Delicate material
Monsters, Arcola Theatre, London‘A play about the killing of James Bulger’
Monsters is a new hybrid of verbatim theatre, which combines dramatic monologues, interviews and transcripts from the Jamie Bulger murder case. But whilst the best verbatim theatre is fuelled by a need to expose the facts, the media-frenzy surrounding Bulger’s death threatened over-exposure, not neglect. Without this necessary driving-force the play lacks real purpose and veers off track – Niklas Radstrom spends more time questioning how he is telling his story than he does just telling it. The impression is that of a writer more concerned with the process of writing rather than the purpose behind it.
The play works best when Radstrom keeps things simple – when he lets Bulger’s murderers account for their own actions in their own words – but he repeatedly interrupts the action, steps outside his play and starts to deconstruct it. Time and again we are dragged reluctantly from the taut, terrifying interrogation scenes by the Chorus Leader (a preening Jeremy Killick) who philosophises grandly on the play’s ‘bigger’ questions. It is a fairly shoddy device, which takes a sledgehammer to the tension and casts doubt over the writer’s agenda.
It is only when the play stops trying so hard that it starts to speak. On the few occasions Radstrom focuses on one character and an empty stage his writing sheds its pretentious gloss. He stops listening to his own voice and begins to listen to his characters instead. His sympathetic portrayal of the murderers’ parents is brave and stimulating and their monologues are careful, detailed and thick with emotion.

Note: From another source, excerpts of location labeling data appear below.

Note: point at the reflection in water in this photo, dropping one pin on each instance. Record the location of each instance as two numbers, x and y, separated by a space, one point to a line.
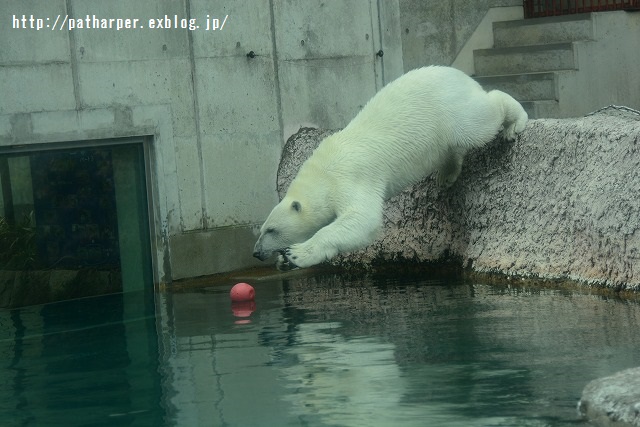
89 362
331 351
324 351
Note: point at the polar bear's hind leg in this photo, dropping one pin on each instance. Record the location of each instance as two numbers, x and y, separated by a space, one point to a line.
515 118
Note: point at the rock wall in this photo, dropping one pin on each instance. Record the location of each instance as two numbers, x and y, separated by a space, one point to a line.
561 202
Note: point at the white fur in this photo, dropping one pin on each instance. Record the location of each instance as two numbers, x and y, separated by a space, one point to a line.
423 122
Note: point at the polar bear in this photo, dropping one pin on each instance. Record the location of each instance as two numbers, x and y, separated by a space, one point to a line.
421 123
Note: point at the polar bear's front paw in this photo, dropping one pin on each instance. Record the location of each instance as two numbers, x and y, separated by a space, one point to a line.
303 255
283 263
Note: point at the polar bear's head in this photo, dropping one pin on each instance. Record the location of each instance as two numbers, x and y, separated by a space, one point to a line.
288 223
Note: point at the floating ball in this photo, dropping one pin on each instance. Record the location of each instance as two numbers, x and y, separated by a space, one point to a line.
242 292
243 308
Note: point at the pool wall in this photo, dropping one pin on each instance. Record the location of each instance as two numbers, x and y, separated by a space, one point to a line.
559 203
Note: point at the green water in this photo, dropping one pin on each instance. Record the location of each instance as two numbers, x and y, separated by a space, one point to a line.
317 351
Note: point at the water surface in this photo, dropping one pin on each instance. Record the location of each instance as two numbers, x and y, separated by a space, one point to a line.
329 350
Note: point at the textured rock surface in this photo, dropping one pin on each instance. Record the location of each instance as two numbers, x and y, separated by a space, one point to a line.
614 400
560 202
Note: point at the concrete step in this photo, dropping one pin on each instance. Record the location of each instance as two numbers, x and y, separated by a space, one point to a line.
523 87
524 59
541 109
551 30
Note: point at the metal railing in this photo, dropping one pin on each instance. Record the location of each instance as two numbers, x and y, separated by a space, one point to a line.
539 8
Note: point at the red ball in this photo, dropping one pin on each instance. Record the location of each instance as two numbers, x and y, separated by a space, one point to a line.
242 292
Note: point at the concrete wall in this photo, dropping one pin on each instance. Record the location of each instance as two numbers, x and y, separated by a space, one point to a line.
434 32
216 118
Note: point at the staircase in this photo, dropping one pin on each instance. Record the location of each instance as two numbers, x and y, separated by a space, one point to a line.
528 58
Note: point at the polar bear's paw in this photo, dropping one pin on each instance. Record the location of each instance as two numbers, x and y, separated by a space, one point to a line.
284 264
513 129
303 255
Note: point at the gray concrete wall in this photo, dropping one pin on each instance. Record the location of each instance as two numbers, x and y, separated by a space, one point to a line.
434 32
559 203
216 118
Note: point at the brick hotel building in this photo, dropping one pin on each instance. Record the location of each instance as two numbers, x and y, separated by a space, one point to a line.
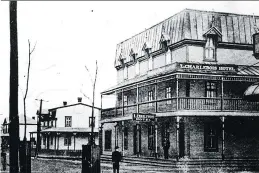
184 78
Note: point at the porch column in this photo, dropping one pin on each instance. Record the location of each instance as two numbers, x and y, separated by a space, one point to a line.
177 93
58 141
116 103
68 143
223 137
156 138
101 138
55 145
74 134
156 97
137 99
116 135
222 96
122 98
122 140
177 137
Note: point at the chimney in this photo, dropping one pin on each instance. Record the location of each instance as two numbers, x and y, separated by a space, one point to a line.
79 99
64 103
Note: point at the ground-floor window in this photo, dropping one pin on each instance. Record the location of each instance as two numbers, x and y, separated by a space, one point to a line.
67 141
108 140
210 137
125 138
151 137
51 140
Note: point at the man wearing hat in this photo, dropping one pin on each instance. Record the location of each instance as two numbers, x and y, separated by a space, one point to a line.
116 158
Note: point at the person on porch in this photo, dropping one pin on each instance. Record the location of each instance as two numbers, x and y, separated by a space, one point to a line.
116 158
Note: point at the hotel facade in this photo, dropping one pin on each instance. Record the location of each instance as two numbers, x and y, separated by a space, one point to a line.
180 87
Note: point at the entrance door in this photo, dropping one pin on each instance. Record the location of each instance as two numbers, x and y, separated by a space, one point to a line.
137 139
181 139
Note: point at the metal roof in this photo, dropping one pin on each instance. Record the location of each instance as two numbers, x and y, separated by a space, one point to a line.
191 24
68 129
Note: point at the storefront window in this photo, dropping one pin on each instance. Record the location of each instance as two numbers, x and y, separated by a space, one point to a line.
210 137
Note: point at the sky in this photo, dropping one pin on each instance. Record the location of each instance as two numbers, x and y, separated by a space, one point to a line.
72 35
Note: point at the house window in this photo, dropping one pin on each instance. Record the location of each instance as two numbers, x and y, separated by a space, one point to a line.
150 63
150 97
137 68
108 140
151 137
125 100
67 141
210 49
44 140
210 137
168 95
125 138
165 134
168 58
51 140
91 122
211 89
68 121
125 72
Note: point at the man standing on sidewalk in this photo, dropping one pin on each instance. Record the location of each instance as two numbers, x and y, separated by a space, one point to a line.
116 158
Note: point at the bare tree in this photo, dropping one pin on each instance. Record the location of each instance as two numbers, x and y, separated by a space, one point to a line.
27 87
93 81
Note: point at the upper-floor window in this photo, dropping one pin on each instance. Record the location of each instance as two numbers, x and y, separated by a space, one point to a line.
108 140
137 68
125 72
91 122
150 97
168 95
125 138
151 136
125 100
68 121
67 141
210 49
211 89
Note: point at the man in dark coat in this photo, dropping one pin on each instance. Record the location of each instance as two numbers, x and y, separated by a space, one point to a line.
166 148
116 158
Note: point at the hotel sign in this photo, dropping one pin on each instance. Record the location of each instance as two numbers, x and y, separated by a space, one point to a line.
143 117
208 67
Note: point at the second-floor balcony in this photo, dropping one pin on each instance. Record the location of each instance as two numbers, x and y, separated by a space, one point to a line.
180 104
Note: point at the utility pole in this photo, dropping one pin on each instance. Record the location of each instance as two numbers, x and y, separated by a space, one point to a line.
39 128
13 97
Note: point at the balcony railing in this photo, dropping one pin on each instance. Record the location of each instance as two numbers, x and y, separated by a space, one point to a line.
183 103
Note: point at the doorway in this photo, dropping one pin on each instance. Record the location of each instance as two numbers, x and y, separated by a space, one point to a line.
137 139
181 139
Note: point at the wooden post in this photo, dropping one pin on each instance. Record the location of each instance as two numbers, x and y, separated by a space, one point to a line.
13 96
122 141
156 97
177 136
137 99
74 141
156 137
223 137
177 94
222 94
122 95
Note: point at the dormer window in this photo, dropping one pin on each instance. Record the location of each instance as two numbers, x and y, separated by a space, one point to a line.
164 41
213 35
147 49
133 55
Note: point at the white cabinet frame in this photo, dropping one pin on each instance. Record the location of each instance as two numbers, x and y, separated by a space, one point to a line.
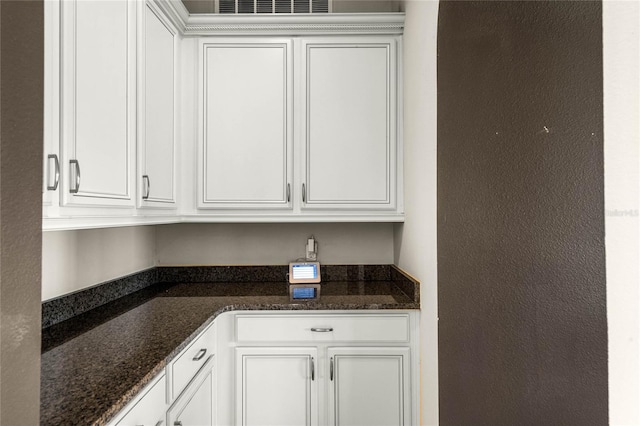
92 176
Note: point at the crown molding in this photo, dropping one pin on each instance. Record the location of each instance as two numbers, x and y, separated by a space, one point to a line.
194 25
175 11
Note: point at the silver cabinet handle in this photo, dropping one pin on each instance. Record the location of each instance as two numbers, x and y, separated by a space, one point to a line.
200 354
56 179
145 178
313 369
331 369
77 167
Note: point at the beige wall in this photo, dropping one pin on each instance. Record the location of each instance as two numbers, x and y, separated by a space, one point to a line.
339 6
622 180
273 244
415 240
73 260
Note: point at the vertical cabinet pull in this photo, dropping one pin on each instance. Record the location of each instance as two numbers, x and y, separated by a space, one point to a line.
76 165
56 178
331 369
146 184
200 354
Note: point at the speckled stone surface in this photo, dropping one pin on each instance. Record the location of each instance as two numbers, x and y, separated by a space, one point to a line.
68 306
95 363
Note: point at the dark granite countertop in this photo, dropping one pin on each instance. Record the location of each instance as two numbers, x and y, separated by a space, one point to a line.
94 363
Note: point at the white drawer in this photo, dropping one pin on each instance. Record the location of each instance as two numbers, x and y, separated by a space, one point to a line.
323 328
185 366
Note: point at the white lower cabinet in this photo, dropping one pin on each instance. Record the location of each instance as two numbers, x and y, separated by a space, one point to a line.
312 368
195 405
148 409
276 386
369 386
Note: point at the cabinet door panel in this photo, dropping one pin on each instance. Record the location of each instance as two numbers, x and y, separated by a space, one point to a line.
198 410
369 387
350 141
149 409
275 387
98 57
159 85
246 125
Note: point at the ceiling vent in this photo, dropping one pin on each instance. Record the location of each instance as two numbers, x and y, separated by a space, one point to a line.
273 6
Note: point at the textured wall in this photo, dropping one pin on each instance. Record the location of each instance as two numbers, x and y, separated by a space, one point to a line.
522 307
21 109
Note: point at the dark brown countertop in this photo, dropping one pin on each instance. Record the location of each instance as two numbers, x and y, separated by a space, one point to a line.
95 363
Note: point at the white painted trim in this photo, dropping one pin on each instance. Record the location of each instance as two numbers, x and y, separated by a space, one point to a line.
94 222
204 24
175 11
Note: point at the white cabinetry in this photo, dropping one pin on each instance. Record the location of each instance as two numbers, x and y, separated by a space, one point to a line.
369 386
246 124
331 152
157 112
98 47
51 128
319 368
276 386
350 144
195 405
147 409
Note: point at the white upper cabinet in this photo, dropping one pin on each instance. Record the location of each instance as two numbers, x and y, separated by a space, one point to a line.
156 116
157 110
350 141
370 386
306 125
51 125
98 101
245 155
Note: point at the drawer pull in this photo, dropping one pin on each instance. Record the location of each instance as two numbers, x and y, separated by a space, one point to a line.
200 354
313 369
331 369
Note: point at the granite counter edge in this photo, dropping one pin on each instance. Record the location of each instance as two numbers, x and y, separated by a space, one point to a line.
131 394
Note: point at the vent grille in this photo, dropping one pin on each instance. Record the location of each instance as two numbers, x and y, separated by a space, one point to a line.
273 6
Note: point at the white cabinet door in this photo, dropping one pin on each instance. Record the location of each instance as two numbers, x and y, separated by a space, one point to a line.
98 101
276 386
195 406
350 146
245 125
158 43
148 409
51 128
369 387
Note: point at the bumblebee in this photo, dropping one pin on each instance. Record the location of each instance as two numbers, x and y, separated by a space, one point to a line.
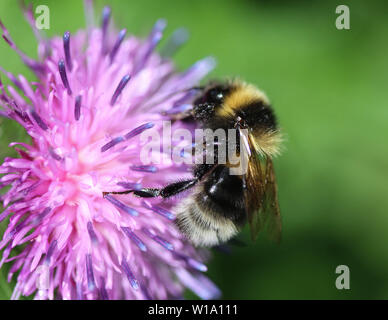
221 203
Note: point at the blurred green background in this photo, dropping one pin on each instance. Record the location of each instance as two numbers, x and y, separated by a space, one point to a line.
330 91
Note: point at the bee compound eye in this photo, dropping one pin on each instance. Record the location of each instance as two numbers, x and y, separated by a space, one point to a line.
215 95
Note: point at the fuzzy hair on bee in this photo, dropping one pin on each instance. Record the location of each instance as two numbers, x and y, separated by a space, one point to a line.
221 203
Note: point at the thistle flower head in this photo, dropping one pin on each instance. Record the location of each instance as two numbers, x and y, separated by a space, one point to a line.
97 91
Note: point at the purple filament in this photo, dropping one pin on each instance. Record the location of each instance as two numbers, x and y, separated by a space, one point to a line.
139 130
103 292
165 244
89 272
134 238
121 205
151 169
62 72
119 89
117 45
66 47
39 120
111 144
161 211
77 107
130 276
51 250
91 232
129 185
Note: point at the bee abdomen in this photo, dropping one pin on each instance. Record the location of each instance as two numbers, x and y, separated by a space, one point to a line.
202 227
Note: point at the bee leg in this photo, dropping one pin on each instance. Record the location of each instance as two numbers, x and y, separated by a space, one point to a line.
168 191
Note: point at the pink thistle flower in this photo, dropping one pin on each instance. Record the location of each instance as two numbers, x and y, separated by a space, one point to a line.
97 90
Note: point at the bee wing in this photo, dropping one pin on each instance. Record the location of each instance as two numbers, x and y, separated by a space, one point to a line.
260 192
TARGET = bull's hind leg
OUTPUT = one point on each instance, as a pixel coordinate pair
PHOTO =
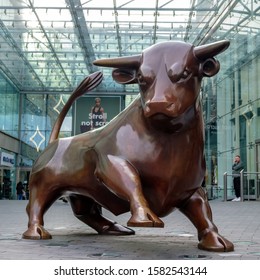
(39, 202)
(198, 210)
(90, 213)
(123, 179)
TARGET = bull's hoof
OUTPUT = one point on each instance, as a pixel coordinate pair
(116, 229)
(212, 241)
(145, 220)
(36, 232)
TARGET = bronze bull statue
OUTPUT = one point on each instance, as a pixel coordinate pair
(148, 160)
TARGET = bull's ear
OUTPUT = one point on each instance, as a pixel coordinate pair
(209, 67)
(124, 76)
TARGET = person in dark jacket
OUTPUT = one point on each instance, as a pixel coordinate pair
(236, 169)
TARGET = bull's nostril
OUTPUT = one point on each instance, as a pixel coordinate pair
(147, 109)
(171, 107)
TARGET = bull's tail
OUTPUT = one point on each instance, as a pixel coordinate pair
(87, 84)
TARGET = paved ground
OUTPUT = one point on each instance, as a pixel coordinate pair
(237, 221)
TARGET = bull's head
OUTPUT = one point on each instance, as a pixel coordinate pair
(169, 75)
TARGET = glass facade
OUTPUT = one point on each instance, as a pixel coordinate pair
(46, 49)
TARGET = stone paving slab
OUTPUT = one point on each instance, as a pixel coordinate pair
(237, 221)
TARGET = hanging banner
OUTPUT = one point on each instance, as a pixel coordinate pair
(7, 159)
(92, 112)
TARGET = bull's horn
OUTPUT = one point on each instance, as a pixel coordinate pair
(120, 62)
(205, 51)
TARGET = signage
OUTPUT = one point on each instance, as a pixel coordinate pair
(7, 159)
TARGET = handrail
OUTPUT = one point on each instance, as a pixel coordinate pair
(242, 175)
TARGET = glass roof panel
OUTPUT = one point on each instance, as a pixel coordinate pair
(49, 46)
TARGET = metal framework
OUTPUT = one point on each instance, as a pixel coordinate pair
(49, 46)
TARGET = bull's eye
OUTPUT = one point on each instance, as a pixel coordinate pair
(141, 80)
(185, 75)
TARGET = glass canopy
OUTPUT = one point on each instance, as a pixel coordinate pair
(49, 46)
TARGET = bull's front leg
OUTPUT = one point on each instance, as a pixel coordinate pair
(198, 210)
(123, 179)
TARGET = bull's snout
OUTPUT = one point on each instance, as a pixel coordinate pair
(160, 107)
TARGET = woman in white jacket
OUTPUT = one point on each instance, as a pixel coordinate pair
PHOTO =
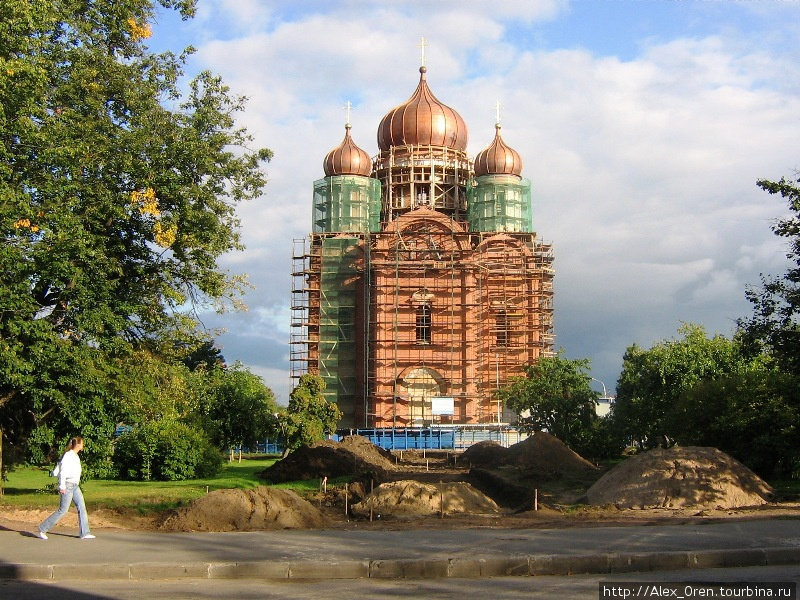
(69, 478)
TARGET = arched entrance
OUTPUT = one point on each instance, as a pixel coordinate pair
(421, 385)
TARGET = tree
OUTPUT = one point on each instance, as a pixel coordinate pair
(653, 380)
(775, 324)
(114, 206)
(309, 416)
(241, 408)
(752, 415)
(555, 396)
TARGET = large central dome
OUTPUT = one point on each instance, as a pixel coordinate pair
(422, 121)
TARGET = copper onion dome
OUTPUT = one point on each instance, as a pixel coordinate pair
(498, 158)
(347, 158)
(422, 120)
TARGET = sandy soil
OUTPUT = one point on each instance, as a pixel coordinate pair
(526, 495)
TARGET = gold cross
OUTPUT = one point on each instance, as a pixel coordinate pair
(422, 45)
(347, 108)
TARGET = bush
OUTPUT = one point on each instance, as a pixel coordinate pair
(165, 451)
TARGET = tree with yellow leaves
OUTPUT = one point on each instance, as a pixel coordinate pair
(113, 208)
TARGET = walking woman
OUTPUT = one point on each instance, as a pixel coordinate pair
(69, 478)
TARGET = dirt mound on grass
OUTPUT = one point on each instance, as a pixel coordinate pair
(353, 456)
(680, 478)
(245, 510)
(414, 498)
(541, 454)
(547, 456)
(483, 454)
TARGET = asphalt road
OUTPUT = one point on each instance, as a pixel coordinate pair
(575, 587)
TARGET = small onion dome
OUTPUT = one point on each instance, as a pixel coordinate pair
(422, 121)
(498, 159)
(347, 158)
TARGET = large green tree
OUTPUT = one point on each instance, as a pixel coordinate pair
(241, 409)
(554, 395)
(775, 324)
(652, 380)
(117, 195)
(309, 416)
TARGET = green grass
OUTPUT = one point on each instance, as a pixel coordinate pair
(32, 487)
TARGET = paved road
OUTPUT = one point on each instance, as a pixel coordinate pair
(418, 554)
(576, 587)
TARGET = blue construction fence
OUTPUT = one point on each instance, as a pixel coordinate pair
(416, 438)
(436, 438)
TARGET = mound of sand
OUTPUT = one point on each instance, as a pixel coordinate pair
(546, 456)
(680, 478)
(353, 456)
(541, 454)
(414, 498)
(483, 454)
(245, 510)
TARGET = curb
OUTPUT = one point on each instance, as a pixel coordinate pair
(425, 568)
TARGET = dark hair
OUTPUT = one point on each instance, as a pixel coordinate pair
(74, 442)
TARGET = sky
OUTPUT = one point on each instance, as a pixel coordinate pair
(643, 126)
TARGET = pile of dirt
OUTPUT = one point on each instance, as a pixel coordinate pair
(354, 456)
(245, 510)
(413, 498)
(483, 454)
(680, 478)
(547, 456)
(541, 455)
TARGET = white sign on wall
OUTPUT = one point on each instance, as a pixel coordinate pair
(443, 406)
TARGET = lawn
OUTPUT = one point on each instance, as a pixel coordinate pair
(32, 487)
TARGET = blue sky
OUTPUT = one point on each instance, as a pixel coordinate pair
(643, 126)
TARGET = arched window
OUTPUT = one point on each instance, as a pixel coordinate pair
(424, 324)
(501, 328)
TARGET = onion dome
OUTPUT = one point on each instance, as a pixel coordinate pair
(498, 158)
(347, 158)
(423, 121)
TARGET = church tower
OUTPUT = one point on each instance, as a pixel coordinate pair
(423, 287)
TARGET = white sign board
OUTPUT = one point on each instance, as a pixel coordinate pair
(443, 406)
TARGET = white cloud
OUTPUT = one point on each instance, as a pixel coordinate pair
(643, 170)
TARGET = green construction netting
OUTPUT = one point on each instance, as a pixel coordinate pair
(337, 329)
(500, 203)
(347, 203)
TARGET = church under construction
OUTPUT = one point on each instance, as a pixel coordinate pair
(423, 286)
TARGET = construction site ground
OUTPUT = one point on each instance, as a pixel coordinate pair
(555, 503)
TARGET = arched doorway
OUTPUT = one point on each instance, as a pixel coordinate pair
(421, 385)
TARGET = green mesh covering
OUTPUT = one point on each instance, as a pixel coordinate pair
(347, 203)
(500, 203)
(337, 330)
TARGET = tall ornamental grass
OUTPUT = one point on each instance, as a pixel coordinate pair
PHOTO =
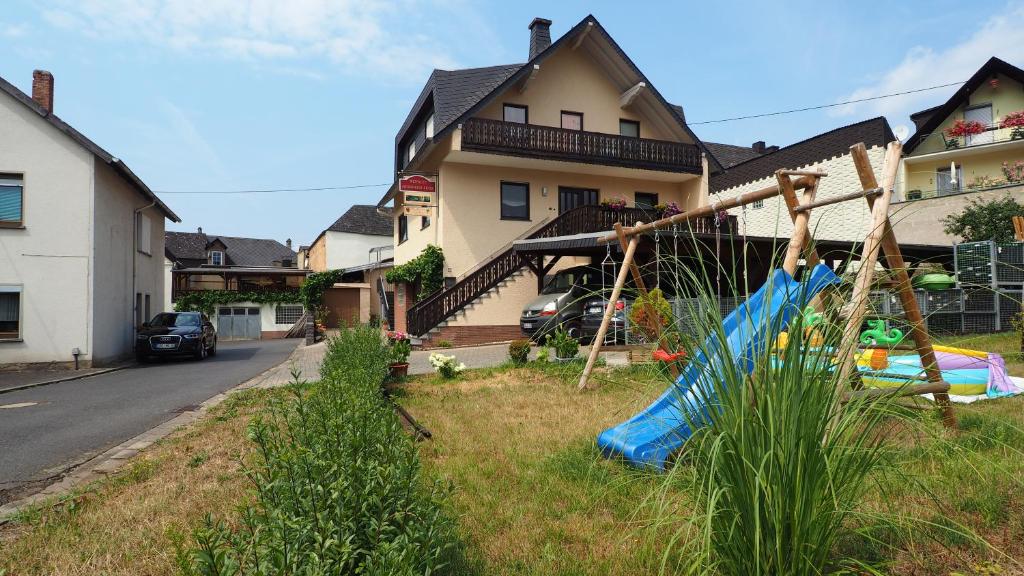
(337, 484)
(780, 463)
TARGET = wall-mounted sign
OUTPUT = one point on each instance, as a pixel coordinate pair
(417, 211)
(418, 182)
(418, 199)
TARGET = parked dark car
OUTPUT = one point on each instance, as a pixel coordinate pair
(176, 333)
(561, 302)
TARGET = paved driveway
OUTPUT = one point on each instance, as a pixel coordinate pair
(46, 429)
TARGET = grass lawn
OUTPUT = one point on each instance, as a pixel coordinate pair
(531, 493)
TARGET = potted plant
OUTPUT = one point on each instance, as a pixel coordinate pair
(399, 347)
(564, 345)
(1015, 122)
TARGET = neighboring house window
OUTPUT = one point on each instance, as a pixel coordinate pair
(645, 200)
(402, 229)
(571, 120)
(287, 315)
(10, 313)
(11, 201)
(516, 114)
(944, 183)
(629, 128)
(515, 201)
(143, 230)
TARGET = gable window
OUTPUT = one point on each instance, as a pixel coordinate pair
(944, 183)
(515, 113)
(571, 120)
(11, 201)
(402, 229)
(629, 128)
(646, 200)
(515, 201)
(143, 232)
(10, 313)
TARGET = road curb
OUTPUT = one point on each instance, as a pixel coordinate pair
(66, 379)
(112, 460)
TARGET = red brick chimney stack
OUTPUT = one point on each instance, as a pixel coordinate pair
(42, 89)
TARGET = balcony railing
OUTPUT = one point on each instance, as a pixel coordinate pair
(577, 146)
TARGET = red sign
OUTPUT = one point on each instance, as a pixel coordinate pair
(417, 182)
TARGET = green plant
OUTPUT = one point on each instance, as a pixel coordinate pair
(338, 487)
(990, 219)
(427, 269)
(565, 346)
(446, 366)
(519, 352)
(311, 291)
(208, 300)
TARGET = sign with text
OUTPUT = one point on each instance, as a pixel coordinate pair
(418, 182)
(417, 211)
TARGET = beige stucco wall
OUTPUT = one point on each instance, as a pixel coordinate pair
(49, 258)
(921, 221)
(114, 249)
(572, 82)
(846, 220)
(1009, 96)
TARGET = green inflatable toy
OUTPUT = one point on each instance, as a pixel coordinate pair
(877, 334)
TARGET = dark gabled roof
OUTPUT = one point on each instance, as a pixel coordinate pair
(238, 251)
(940, 113)
(822, 147)
(730, 155)
(472, 89)
(363, 218)
(90, 146)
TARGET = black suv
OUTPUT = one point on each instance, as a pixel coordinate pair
(176, 333)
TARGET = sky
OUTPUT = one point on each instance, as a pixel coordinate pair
(213, 95)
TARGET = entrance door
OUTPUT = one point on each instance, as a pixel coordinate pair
(569, 198)
(981, 114)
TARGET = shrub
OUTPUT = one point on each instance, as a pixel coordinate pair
(338, 484)
(519, 352)
(448, 366)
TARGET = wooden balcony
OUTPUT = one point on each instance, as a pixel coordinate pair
(548, 142)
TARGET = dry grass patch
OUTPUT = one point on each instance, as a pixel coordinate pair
(130, 523)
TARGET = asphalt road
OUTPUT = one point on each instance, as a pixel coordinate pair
(46, 429)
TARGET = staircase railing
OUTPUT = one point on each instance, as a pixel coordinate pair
(431, 311)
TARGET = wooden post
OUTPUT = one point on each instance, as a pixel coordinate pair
(894, 258)
(609, 310)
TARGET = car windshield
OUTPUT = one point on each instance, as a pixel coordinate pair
(172, 320)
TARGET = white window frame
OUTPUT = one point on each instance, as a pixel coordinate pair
(143, 235)
(19, 290)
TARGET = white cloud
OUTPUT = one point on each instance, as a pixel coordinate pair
(358, 35)
(1000, 36)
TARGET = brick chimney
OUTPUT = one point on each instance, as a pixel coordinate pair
(540, 36)
(42, 89)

But I still don’t quite trust Radstrom’s approach to his delicate material. This suspicion crystallised with a scene entitled ‘Children Who have Murdered Other Children’. The scene consists of a wailing list from the chorus, detailing a range of child-on-child murders across the ages, with frank economy: ‘In 1920, a seven-year-old drowned a younger child because he wanted his toy aeroplane.’ To write a play that claims to shed some light on such murders, yet bundle this litany of deaths into one shocking throwaway scene, strikes me as insensitive and rash. So whilst Radstrom manages to harness real power from his raw material, I don’t think he has fully recognised the responsibility this power affords.